6 En zult alzo zeggen tot dien welvarende: Vrede zij u, en uw huize zij vrede, en alles, wat gij hebt, zij vrede!
And ye shall say, May it thus be throughout thy life; and peace be to thee, and peace be to thy house, and unto all that thou hast be peace.
7 En nu, ik heb gehoord, dat gij scheerders hebt; nu, de herders, die gij hebt, zijn bij ons geweest; wij hebben hun geen smaadheid aangedaan, en zij hebben ook niets gemist al de dagen, die zij te Karmel geweest zijn.
And now have I heard that thou hast sheep-shearers: now thy shepherds have been with us, we have not injured them, neither hath there aught been missing unto them, all the time they were at Carmel.
8 Vraag het uw jongelingen, en zij zullen het u te kennen geven. Laat dan deze jongelingen genade vinden in uw ogen, want wij zijn op een goeden dag gekomen; geef toch uw knechten, en uw zoon David, hetgeen uw hand vinden zal.
Ask thy young men, and they will tell it thee. Therefore let the young men find favor in thy eyes; for on a festive day are we come: give, I pray thee, whatsoever thy hand is capable of unto thy servants, and to thy son, to David.
9 Toen de jongelingen van David gekomen waren, en in Davids naam naar al die woorden tot Nabal gesproken hadden, zo hielden zij stil.
And David's young men came, and they spoke to Nabal in accordance with all these words in the name of David; and then they ceased.
10 En Nabal antwoordde den knechten van David, en zeide: Wie is David, en wie is de zoon van Isai? Er zijn heden vele knechten, die zich afscheuren, elk van zijn heer.
And Nabal answered the servants of David, and said, Who is David? and who is the son of Jesse? now-a-days there are many servants that break away every one from his master.
11 Zou ik dan mijn brood, en mijn water, en mijn geslacht vlees nemen, dat ik voor mijn scheerders geslacht heb, en zou ik het den mannen geven, die ik niet weet, van waar zij zijn?

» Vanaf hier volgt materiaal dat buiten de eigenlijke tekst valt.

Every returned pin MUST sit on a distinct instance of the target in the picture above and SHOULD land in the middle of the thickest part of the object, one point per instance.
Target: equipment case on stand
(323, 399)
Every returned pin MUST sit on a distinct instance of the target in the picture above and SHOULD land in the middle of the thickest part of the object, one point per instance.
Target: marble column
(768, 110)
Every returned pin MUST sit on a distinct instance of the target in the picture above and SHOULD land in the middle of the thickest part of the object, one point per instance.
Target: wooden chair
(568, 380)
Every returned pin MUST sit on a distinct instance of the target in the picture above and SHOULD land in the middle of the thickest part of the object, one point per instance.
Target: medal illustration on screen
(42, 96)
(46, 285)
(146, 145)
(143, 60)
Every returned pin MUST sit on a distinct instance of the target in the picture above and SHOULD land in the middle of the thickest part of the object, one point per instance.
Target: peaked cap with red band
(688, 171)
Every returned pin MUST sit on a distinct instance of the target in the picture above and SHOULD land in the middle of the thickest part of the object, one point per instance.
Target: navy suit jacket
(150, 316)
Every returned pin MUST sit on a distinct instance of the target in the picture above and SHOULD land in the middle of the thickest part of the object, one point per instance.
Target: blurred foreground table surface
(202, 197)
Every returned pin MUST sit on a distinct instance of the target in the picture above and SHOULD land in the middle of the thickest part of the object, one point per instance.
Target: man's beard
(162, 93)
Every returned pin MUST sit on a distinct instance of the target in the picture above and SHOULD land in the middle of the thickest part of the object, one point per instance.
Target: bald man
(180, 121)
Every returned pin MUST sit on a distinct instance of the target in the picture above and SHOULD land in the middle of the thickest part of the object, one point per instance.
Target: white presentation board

Shall I then take my bread, and my water, and my flesh that I have killed for my sheep-shearers, and give it unto men, whom I know not whence they are?
12 Toen keerden zich de jongelingen van David naar hun weg; en zij keerden weder, en kwamen, en boodschapten hem achtervolgens al deze woorden.
And David's young men turned about on their way, and returned, and came and told him in accordance with all these words.
13 David dan zeide tot zijn mannen: Een iegelijk gorde zijn zwaard aan. Toen gordde een iegelijk zijn zwaard aan, en David gordde ook zijn zwaard aan; en zij togen op achter David, omtrent vierhonderd man, en daar bleven er tweehonderd bij het gereedschap.
And David said unto his men, Gird ye on, every man, his sword. And they girded on, every man, his sword; and David also girded on his sword: and there went up after David about four hundred men, and two hundred abode by the baggage.
14 Doch een jongeling uit de jongelingen boodschapte het aan Abigail, de huisvrouw van Nabal, zeggende: Zie, David heeft boden gezonden uit de woestijn, om onzen heer te zegenen; maar hij is tegen hen uitgevaren.
But one of the young men told Abigayil, Nabal's wife, saying, Behold, David sent messengers out of the wilderness to greet our master; but he hath spoken rudely to them.
15 Nochtans zijn zij ons zeer goede mannen geweest; en wij hebben geen smaadheid geleden, en wij hebben niets gemist al de dagen, die wij met hen verkeerd hebben, toen wij op het veld waren.
Whereas the men have been very good unto us; and we have not been injured, neither have we missed any thing, all the time that we went about with them, while we were in the field:
16 Zij zijn een muur om ons geweest, zo bij nacht als bij dag, al de dagen, die wij bij hen geweest zijn, weidende de schapen.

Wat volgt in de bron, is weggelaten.